Cara writes back immediately: Ughhhhh SO boring
I know! But it’s at a cool restaurant
And the summer associates will be there
So I was thinking I might at least wear something fun
Grace Thomas! Are you inviting me to dress you up!!!!!!
Grace lets out an actual sigh of relief. One of the reasons Cara is such a clam is that once you get her talking, she’s a truly terrible liar. If she’s texting enthusiastically, she’s going to be genuinely enthusiastic.
Yes please.
I’m coming over right nowww and you can’t stop me!
Grace flops face-first onto her bed.
Cara tumbles into her room twenty minutes later with a duffel bag over her shoulder. “I hope you meant it when you said fun,” she says. Grace sees the edge of something hot pink peeking out from where the zip
per is straining to keep the bag closed.
“Fun for me,” she says.
“I wasn’t aware you knew what that word meant in the first place,” Cara says.
Grace isn’t hurt by that; she knows it’s true. She rolls over onto her back. “Sick burn, dude.”
“Thank you!” Cara says. “I’ve been practicing.”
She probably has been, too. She’s a soft touch, and they both know it.
Grace stands up and holds her arms out at her sides. “Okay,” she says. “Make me over.”
Cara has her try on the hot-pink number, but she brought a bunch of reasonable options, too. Grace slips in and out of them while Cara gives her a rambling update on her summer so far, which mostly involves either avoiding her ex-boyfriend at parties or letting him drag her into corners at parties to discuss whether she’s really, really sure they shouldn’t try to stay together in college.
It’s nice, Grace thinks. It’s been too long since she actually made an effort to hang out alone with Cara, instead of relying on the bonds of their trio to keep them automatically close.
“He just keeps trying,” Cara says.
“And you keep letting him. Because you’re the world’s most patient person,” Grace tells her.
“I know,” Cara says. “But, like, I was really in love with him, you know? I don’t want to hurt him. I also don’t want to spend my whole freshman year texting someone four states away.”
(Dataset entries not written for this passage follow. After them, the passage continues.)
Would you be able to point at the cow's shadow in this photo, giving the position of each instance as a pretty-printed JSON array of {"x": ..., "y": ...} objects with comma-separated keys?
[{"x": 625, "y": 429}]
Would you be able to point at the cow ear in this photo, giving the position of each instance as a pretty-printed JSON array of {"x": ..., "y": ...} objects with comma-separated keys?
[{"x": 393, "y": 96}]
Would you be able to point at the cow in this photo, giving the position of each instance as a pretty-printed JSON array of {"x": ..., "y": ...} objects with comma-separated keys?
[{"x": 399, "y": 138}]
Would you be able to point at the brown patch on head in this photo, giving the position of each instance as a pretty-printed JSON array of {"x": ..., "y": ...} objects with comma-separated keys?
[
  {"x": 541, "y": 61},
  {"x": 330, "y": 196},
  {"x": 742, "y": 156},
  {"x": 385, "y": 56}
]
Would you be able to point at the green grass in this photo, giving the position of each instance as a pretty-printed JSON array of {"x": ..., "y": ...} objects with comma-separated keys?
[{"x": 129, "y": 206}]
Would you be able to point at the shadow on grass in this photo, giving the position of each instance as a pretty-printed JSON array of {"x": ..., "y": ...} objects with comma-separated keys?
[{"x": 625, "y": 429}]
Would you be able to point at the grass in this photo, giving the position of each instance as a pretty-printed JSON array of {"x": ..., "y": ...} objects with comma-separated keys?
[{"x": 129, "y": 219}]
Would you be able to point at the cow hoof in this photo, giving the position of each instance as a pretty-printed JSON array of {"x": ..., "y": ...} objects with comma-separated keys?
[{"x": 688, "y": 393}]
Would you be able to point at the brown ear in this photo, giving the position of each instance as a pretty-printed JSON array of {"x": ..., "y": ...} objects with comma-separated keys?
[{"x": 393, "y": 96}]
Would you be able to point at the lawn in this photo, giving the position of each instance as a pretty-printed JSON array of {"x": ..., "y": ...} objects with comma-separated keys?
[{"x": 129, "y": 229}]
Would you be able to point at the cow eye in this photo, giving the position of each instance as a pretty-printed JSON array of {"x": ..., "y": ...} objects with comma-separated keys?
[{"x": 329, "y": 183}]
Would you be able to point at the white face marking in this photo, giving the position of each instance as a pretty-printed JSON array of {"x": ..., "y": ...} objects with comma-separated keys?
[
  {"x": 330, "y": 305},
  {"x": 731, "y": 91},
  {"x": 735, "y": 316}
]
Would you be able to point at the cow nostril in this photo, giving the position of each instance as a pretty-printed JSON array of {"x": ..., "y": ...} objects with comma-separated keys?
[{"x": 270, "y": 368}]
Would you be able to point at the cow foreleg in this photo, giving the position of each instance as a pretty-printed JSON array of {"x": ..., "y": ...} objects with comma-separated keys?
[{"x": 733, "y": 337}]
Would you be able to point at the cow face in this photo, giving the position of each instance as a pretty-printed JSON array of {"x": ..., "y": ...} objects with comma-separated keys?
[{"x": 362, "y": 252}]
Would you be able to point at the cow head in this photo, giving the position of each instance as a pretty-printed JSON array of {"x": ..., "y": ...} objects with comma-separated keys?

“You never want to hurt anyone.”
“Who wants to hurt people?” Cara asks.
Grace wants to say, Me, sometimes, but that’s not true, exactly. She didn’t want to hurt Lianne or Cara that morning by ignoring their message, any more than they probably wanted to hurt her by going to a party and not inviting her along the night before. It’s just that sometimes getting what you want involves hurting people, even if you don’t mean it to.
Or maybe that’s just Grace being selfish.
Cara is still contemplating the problem with her ex. “I just can’t— I can’t do what he wants. Not right now. Maybe someday.”